'Re: Git clone and case sensitivity'

[prev in list] [next in list] [prev in thread] [next in thread] 

List:       git
Subject:    Re: Git clone and case sensitivity
From:       Jeff Hostetler <git () jeffhostetler ! com>
Date:       2018-07-31 19:39:41
Message-ID: c174d972-fc5b-88e7-b437-89b9dd29e579 () jeffhostetler ! com
[Download RAW message or body]



On 7/29/2018 5:28 AM, Jeff King wrote:
> On Sun, Jul 29, 2018 at 07:26:41AM +0200, Duy Nguyen wrote:
> 
>>> strcasecmp() will only catch a subset of the cases. We really need to
>>> follow the same folding rules that the filesystem would.
>>
>> True. But that's how we handle case insensitivity internally.

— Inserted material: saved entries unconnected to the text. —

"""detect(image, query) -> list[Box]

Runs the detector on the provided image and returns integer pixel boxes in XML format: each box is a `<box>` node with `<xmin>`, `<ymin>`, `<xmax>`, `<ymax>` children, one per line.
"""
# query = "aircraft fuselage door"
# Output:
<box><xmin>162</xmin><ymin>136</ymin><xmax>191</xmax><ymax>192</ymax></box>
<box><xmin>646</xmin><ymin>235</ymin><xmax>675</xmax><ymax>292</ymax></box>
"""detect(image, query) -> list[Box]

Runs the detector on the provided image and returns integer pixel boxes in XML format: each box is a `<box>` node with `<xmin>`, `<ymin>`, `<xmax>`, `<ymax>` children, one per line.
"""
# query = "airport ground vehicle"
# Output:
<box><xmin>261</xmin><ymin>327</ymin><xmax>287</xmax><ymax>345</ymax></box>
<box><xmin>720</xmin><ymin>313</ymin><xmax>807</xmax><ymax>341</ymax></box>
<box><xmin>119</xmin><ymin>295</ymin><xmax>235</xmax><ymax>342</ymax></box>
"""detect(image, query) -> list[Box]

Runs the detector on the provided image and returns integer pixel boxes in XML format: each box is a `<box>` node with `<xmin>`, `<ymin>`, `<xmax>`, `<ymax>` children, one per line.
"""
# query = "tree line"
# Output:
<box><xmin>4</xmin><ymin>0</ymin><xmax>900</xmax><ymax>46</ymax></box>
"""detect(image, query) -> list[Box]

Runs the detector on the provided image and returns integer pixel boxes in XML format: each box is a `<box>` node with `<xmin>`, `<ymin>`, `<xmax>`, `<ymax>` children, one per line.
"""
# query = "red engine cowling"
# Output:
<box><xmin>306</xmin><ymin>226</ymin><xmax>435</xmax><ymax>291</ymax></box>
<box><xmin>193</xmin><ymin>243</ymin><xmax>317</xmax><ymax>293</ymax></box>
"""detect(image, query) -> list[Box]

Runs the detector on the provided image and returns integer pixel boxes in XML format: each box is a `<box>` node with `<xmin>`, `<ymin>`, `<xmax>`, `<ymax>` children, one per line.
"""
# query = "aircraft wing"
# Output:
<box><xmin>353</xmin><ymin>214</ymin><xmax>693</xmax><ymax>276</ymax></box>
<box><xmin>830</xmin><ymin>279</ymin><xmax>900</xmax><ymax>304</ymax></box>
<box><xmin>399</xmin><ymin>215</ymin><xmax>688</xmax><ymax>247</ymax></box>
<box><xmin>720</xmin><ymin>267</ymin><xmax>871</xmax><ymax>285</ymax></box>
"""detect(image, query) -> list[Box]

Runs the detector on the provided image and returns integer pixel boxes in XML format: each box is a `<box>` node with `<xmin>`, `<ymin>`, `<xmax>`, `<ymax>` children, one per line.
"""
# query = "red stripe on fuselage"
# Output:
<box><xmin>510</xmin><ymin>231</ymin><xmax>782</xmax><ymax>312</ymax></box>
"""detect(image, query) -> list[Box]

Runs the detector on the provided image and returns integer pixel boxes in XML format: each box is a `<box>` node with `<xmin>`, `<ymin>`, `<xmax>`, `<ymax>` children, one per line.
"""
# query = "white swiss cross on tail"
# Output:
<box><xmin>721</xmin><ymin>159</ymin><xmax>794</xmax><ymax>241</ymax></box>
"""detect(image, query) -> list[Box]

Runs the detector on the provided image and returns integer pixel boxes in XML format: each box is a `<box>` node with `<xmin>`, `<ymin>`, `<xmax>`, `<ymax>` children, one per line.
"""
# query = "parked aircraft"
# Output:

If a
>> filesytem has more sophisticated folding rules then git will not work
>> well on that one anyway.
> 
> Hrm. Yeah, I guess that's the best we can do for the actual in-memory
> checks. Everything else depends on doing an actual filesystem operation,
> and our icase stuff kicks in way before then. I was mostly thinking of
> HFS+ utf8 normalization weirdness, but I guess people are accustomed to
> that by now.
> 
>>> For the case of clone, I actually wonder if we could detect during the
>>> checkout step that a file already exists. Since we know that the
>>> directory we started with was empty, then if it does, either:
>>>
>>>    - there's some funny case-folding going on that means two paths in the
>>>      repository map to the same name in the filesystem; or
>>>
>>>    - somebody else is writing to the directory at the same time as us
>>
>> This is exactly what my first patch does (minus the sparse checkout
>> part).
> 
> Right, sorry, I should have read that one more carefully.
> 
>> But without knowing the exact folding rules, I don't think we can
>> locate this "somebody else" who wrote the first path. So if N paths
>> are treated the same by this filesystem, we could only report N-1 of
>> them.
>>
>> If we want to report just one path when this happens though, then this
>> works quite well.
> 
> Hmm. Since most such systems are case-preserving, would it be possible
> to report the name of the existing file? Doing it via opendir/readdir is
> hacky, and anyway puts the burden on us to find the matching name. Doing
> it via fstat() on the opened file doesn't work because at that the
> filesystem has resolved the name to an inode.
> 
> So yeah, perhaps strcasecmp() is the best we can do (I do agree that
> being able to mention all of the conflicting names is a benefit).
> 
> I guess we should be using fspathcmp(), though, in case it later learns
> to be smarter.
> 
> -Peff
> 

As has already been mentioned, this gets into weird territory really
fast, between case folding, final space/dot on windows, utf8 NFC/NFD
weirdness on the mac, utf8 invisible chars on the mac, long/short names
on windows, and etc.

And that's just for filenames.  Things really get weird if directory
names have these ambiguities.

Perhaps just print the problematic paths (where the collision is
detected) and let the user decide how to correct them.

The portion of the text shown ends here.